The menopause (menopause or climacteric) represent an important and completely natural phase in the life of every woman and mean a major hormonal change for the female body. Hot flashes, sweats, sleep disorders as well as increased fatigue, nervousness and general malaise are often daily companions.
What Is Menopause?
During menopause, which takes place in different phases, there is a very strong hormonal change . The classic start is the luteal hormone deficiency (progesterone), which is then expanded to include the estrogen deficiency. Finally, the production of male hormones also fails, which ultimately leads to total infertility. This is regulated in evolutionary terms.
For most women, menopause begins at the age of 50, and for some even earlier, mostly depending on lifestyle. Men also go through menopause, but it is more of a gradual process.
Due to the mixed up hormonal balance, women during the menopause often struggle with hot flashes, sweats, dizziness, palpitations or decreased pleasure. This can also lead to sleep disorders. Irritability, nervousness and depressive moods can also occur. Dry mucous membranes, an increased risk of osteoporosis, hair loss and weight gain are further consequences.
How can you alleviate symptoms?
- It is generally important to pay attention to a healthy lifestyle
- Taking enough calcium
- A high fiber diet
- Avoid excessive meat consumption, alcohol and tobacco
- Exercise and sport help against depressive moods
- Possible hormone therapy: The missing hormone, estrogen, is administered as a tablet, gel or plaster. Disadvantage: The risk of breast cancer is slightly higher with long-term treatment (it is essential to consult your doctor!)

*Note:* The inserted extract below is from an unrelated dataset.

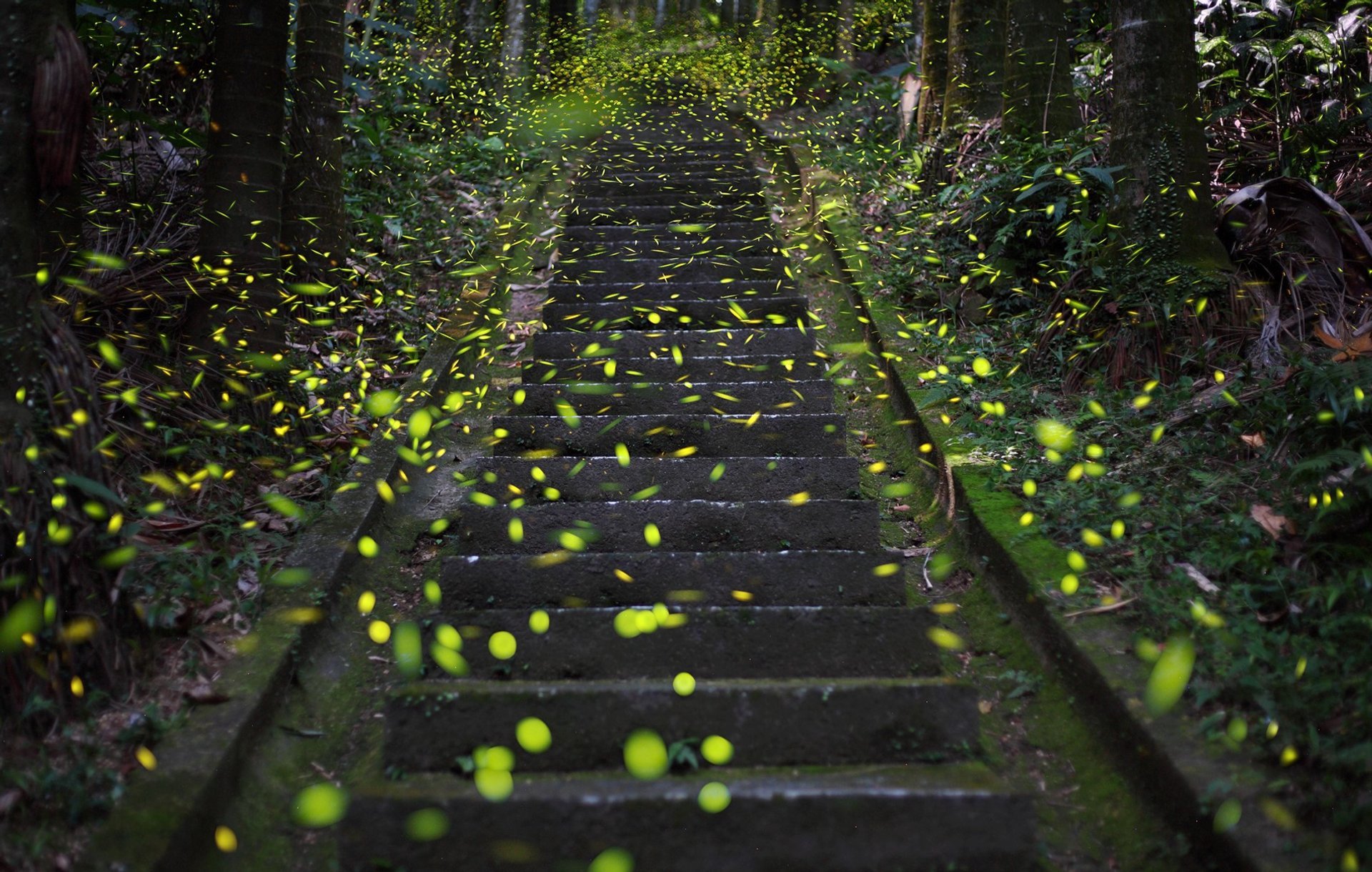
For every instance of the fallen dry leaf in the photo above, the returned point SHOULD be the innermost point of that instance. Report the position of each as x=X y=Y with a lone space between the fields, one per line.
x=1272 y=522
x=1197 y=575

- Your own attitude also plays a not insignificant role. Menopause can also be seen as a new phase in life in which you set new goals
- To avoid weight gain, you should choose carbohydrates carefully. Simultaneously with an increasingly falling estrogen level, the insulin level rises, so that carbohydrates are stored more quickly as depot fat than in younger years. It is therefore a good idea to avoid sugar and to switch to a balanced diet with whole grain bread, fish, fruit and vegetables.
Important Nutrients Are
Vitamins B1, B2, B6, B12, niacin and biotin support the nervous system, B2 and pantothenic acid are essential for maintaining mental performance. B1, B6, B12 and folic acid are important for psychological functions. Vitamins B2, B3, B5, B6 and B12 can help against general exhaustion and tiredness.
Vitamin E protects the cells from oxidative stress. Vitamin E is therefore known as a powerful antioxidant and free radical scavenger and is considered a true fountain of youth.
CALCIUM, SILICIUM, VITAMIN D AND VITAMIN K2:
A positive calcium balance is the basis for osteoporosis prevention. Calcium and vitamin D work closely together in the body and are required for maintaining bone metabolism and the muscles. They also support cell division. Vitamin D also plays a crucial role in the functioning of the immune system.
ZINC AND VITAMIN C:
As an important free radical scavenger, vitamin C is an essential nutrient, which means we have to get it through our food. Vegetables and various fruits are particularly rich. Zinc and vitamin C help protect cells from oxidative stress and support the immune system.
How can a change in diet help with the supply of vitamins and trace elements during menopause?
Eat as wholesome as possible and pay attention to the seasonal offers of your region and to organic cultivation as far as possible when it comes to fruit and vegetables. Reduce your meat and sausage consumption. Look for good oils (linseed oil, rapeseed oil, olive oil) and eat fish and nuts regularly. Avoid factory sugar and white flour products. Use rock salt and drink at least 1.5 liters of clear water a day. You have already done a lot for your well-being. If these measures are not sufficient, nutritional advice might be helpful for you, which specifically addresses your needs and life situation.